Every other Friday afternoon, outfitted with lab coats and goggles, a group of university students travels to local elementary schools. It's a great feeling, walking through elementary schools and having students from past years recognize you and be excited to see you. That's how you know you've made an impact on the students.
The program rotates the students among different demonstrations. The demonstrations include lessons on freezing and melting points using liquid nitrogen, on solids and liquids using "ooblick" (a mixture of cornstarch and water), and on hydrophobic versus hydrophilic properties using hydrophobic sand. Going to a Wahoo Wizards event is exciting.
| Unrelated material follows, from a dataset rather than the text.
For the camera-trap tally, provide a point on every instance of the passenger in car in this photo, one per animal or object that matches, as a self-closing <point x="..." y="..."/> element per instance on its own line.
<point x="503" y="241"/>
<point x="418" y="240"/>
It is all of the great experiments you saw on Bill Nye the Science Guy brought to life, and the children really enjoy it.
Depending on who you ask, everyone has a favorite experiment. Some prefer freezing everything from celery to flowers in liquid nitrogen and letting the students smash the items. Others prefer creating slimy ooblick that the children take home to share with their parents and siblings, while some never grow out of playing with sand.
The program coordinates with the teachers and aims to use these demonstrations to supplement the material the students are learning in class in a way that shows students that science can be exciting and gives them the opportunity to experiment themselves.
Naturally, the students are curious in the slimy, the unusual, and the bizarre. Wahoo Wizards gives the students an educational outlet for their curiosity, targeting the future engineers and scientists of America at an early age.